Porque os computadores têm uma capacidade enorme e crescente de processamento mas a sua memória é sempre temporária, direta e objetiva. Por contraponto, a nossa é duradoura, sentimental e associativa. As máquinas, cada vez mais poderosas e inteligentes, tomarão conta e dominarão toda a tecnologia conhecida e repetitiva mesmo que complexa. Contudo, à saída de fábrica, as máquinas são todas iguais, ao contrário dos seres vivos que não há dois que o sejam.

Mesmo assim o trabalho humano, se rotineiro tenderá a desvalorizar-se. O mundo que nos espera é global e pequeno. O que eu faço aqui, se nada de intrinsecamente meu tiver, alguém, em alguma parte do mundo o vai fazer melhor ou mais barato.

Cabe-nos pois valorizar, adequadamente, a arte, o sentimento, a memória! Este facto torna a sustentabilidade futura mais democrática porque à desvalorização natural dos recursos tecnológicos vai corresponder um acréscimo dos valores baseados na imaginação, sensibilidade e tradição... em que os territórios interiores pedem meças aos do litoral!

Protagonismos, ferrovia e efemérides

1 - Embora ocupe e tenha ocupado centenas de cidadãos, não há nenhum Curso Regular

de Gestão Autárquica. Havendo casos evidentes de erro de casting também é certo que são reconhecíveis vários presidentes, muito competentes, alguns deles, autênticos mestres (que belíssimos professores seriam no Curso Superior de Gestão Autárquica!) Sem deixar de reconhecer a possível existência de outros, tive o privilégio de trabalhar com dois dos melhores e que, curiosamente, sendo exemplares na arte de bem governar, eram distintos em quase tudo, exceto num ou noutro aspeto, nomeadamente na capacidade de inclusão de críticos, opositores e pensadores divergentes. Para além disso e em complemento, quer Artur Pimentel, quer José Gama, sempre souberam que tudo o que de relevante acontece no município acaba por cair no colo do Presidente da Câmara. Por isso, inteligentemente, apoiavam todas as iniciativas, desde que válidas, viessem elas de onde viessem. Em vez de desperdiçarem energias a desvalorizá-las ou mesmo a ignorá-las para depois se verem na “obrigação” de arranjarem substituição adequada que poderia, na melhor das hipóteses, ser gémea da recusada. Para além dessa vantagem prática cumpriam assim um dos mais importantes desígnios dos dirigentes do interior: promover a unidade em vez da divergência. É que nós todos, unidos, já somos poucos. Divididos, somos muito menos!

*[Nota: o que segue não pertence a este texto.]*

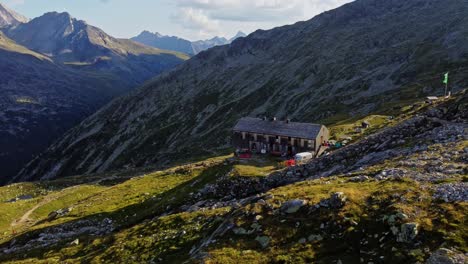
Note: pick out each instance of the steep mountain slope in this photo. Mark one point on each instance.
(59, 71)
(397, 195)
(10, 18)
(367, 56)
(165, 42)
(74, 42)
(201, 45)
(182, 45)
(239, 34)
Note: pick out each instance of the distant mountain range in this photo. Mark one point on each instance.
(182, 45)
(368, 56)
(54, 71)
(9, 17)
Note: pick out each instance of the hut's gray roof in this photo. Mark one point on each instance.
(278, 128)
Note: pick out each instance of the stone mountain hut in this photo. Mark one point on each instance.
(278, 137)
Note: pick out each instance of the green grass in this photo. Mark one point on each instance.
(258, 166)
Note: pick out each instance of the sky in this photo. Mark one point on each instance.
(190, 19)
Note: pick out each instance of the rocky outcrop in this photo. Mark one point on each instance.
(446, 256)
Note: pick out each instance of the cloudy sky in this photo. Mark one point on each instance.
(191, 19)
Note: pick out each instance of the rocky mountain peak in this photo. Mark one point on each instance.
(9, 17)
(239, 34)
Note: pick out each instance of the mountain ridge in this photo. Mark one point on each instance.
(321, 78)
(182, 45)
(57, 70)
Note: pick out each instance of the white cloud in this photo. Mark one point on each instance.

2. É com alegria e satisfação que constato a conversão de alguns autarcas à causa da ferrovia. Para já “apenas” colhe a opinião favorável a linha do Douro. Será, estou certo, uma questão de tempo até que a atenção dos dirigentes regionais se concentre nas linhas de caminho de ferro de via estreita. A do Sabor, em concreto, não pode deixar de ser equacionada numa análise séria sobre o escoamento do produto das minas de ferro do Felgar.

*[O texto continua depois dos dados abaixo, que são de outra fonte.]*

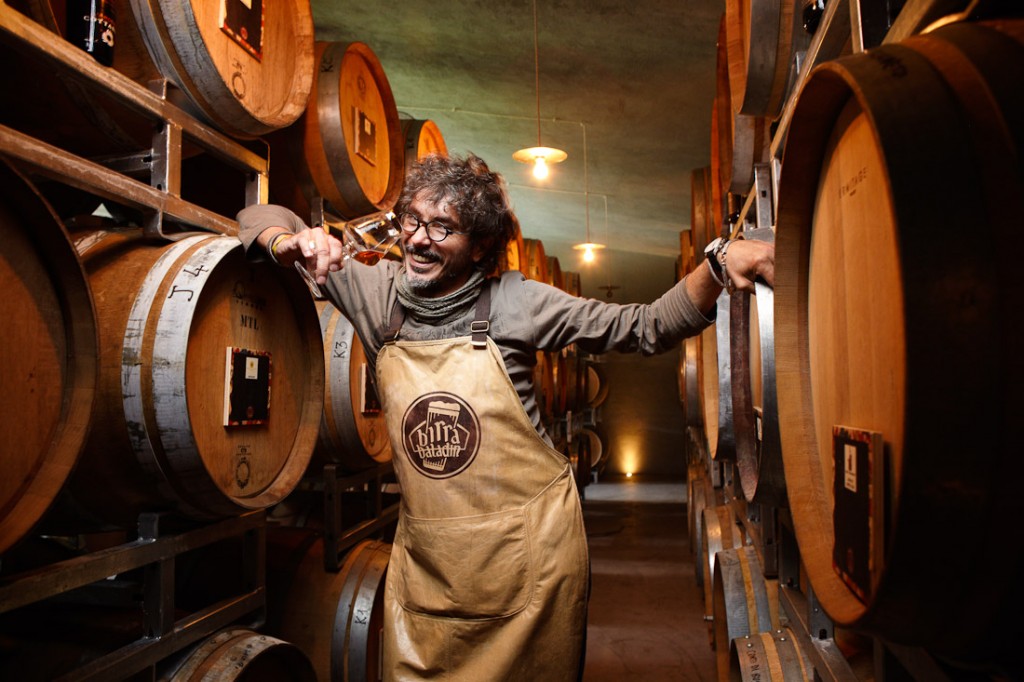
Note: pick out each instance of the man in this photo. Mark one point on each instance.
(488, 570)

3. Muita alegria e regozijo me causou o anúncio das comemorações dos 150 anos do nascimento do padre José Augusto Tavares, o Abade de Carviçais. Descentralizadas, tal como sempre advoguei, irão ocorrer na Lousa, Moncorvo e Carviçais. Mais do que justificadas e bem vindas mesmo que deslocadas no tempo pois foi a 4 de abril que o prelado nasceu e não a 24 de novembro. Parecendo descabido não ter havido o devido aproveitamento de uma inciativa de vários moncorvenses ligados a Carviçais que, muito a tempo pretenderam que a efeméride acontecesse no dia adequado, estou certo que tal não se deve a descuido ou outras razões menores, por parte da autarquia. Não conhecendo em concreto as razões deste considerável adiamento não tenho dúvidas que apenas uma terá força suficiente para o justificar: o espólio do pároco e arqueólogo foi definitivamente catalogado, recuperado e estará por fim, disponível para integrar o Museu Municipal de Arqueologia cumprindo a sua vontade e culminando as diligências com a Diocese e o Seminário de Bragança que tinham, há mais de um ano, entrado no bom caminho!